In a report published today, the analysts state that the credit risk could be lowered in particular for certain projects in Spain and Italy.
The study, called ‘Project Finance: European renewable energy assets poised for refinancing’, says that refinancing activity in the European renewable energy sector is on the rise thanks to growing interest from infrastructure funds.
“After a period of regulatory instability, lingering uncertainties over the extent of subsidy cuts in Spain and Italy, and European Union state aid concerns in France, have been resolved, creating further investor appetite,” it states.

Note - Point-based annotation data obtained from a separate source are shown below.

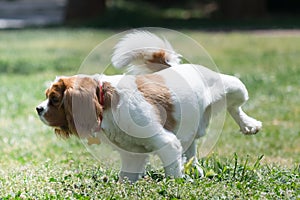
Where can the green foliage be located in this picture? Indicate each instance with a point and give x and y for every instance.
(35, 164)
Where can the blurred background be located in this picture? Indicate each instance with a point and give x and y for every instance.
(189, 14)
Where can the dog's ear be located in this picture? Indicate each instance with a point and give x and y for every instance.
(82, 110)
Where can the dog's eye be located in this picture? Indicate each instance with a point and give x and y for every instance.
(54, 100)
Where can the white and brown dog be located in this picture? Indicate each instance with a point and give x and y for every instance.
(161, 107)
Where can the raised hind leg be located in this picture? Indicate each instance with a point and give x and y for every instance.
(236, 96)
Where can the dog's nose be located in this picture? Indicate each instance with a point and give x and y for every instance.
(39, 110)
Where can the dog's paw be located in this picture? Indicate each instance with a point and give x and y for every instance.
(251, 126)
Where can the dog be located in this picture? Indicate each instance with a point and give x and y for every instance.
(160, 106)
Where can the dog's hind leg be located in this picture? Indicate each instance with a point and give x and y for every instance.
(236, 96)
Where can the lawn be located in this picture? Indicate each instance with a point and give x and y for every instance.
(35, 164)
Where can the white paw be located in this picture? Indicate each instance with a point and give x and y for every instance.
(250, 126)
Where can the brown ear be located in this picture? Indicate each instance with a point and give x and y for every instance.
(82, 110)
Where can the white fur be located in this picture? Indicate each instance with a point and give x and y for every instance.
(136, 49)
(132, 126)
(195, 90)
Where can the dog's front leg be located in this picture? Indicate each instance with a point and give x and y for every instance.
(132, 166)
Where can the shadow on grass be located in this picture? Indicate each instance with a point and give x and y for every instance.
(138, 15)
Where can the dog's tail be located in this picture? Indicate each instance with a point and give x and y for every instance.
(144, 52)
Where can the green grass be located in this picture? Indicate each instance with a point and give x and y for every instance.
(35, 164)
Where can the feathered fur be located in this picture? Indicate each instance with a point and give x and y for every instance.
(144, 52)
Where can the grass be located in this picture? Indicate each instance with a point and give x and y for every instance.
(35, 164)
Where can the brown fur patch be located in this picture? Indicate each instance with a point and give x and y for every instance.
(74, 97)
(157, 94)
(111, 97)
(158, 61)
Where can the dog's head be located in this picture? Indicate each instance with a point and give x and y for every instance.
(74, 105)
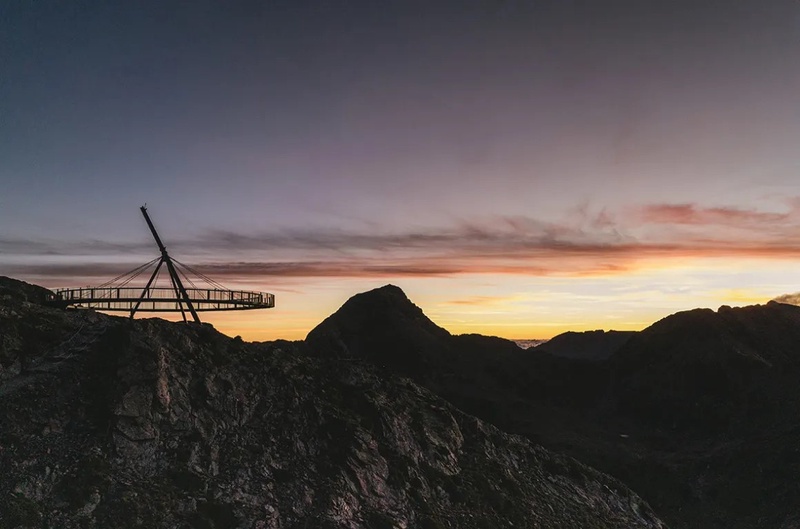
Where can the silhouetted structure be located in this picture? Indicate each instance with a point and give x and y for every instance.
(117, 295)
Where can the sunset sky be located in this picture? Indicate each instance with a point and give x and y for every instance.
(519, 168)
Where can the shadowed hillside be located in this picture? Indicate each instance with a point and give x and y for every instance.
(109, 422)
(697, 412)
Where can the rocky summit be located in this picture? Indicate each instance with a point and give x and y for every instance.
(697, 413)
(113, 423)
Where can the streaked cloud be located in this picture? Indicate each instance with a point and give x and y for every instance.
(585, 243)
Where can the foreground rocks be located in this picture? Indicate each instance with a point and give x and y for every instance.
(697, 413)
(112, 423)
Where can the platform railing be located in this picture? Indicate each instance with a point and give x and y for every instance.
(159, 299)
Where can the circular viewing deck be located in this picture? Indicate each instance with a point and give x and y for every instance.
(125, 299)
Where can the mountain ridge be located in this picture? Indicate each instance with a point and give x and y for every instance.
(111, 422)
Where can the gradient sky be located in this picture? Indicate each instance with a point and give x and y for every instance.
(519, 168)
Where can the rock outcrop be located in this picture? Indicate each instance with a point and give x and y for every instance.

“In Spain and Italy, a number of renewable energy assets built during the boom years were financed with short-term construction loans Intended, or required, to be refinanced in the early years of operations. Replacing this debt with longer-term finance on more attractive terms may mitigate some of the recent subsidy decreases in Italy and Spain.”
Moody’s analyst Christopher Bredholt explained: “European renewables projects that have achieved successive years of strong operating performance may be able to refinance on more favourable terms, which could lead to a reduction in credit risk.”
However he added that “it is also important to look at fundamental project characteristics such as portfolio diversification, leverage, and regulatory and acquisition risk”.
The report highlights that refinancing deals will also be influenced by the choice of financing structure. “Investors in a bond refinancing, where existing debt is repaid via a new bond issue, typically benefit from strong protection, including recourse to physical assets. In contrast, those who buy debt issued by a holding company owning shares in several projects may rank below lenders to the projects themselves.”
Moody’s points out that the rising demand for renewable energy debt coincides with an increase in refinancing opportunities, as existing loans expire, and as banks and utilities face pressure to sell their interests due to stricter capital rules and subdued power prices respectively.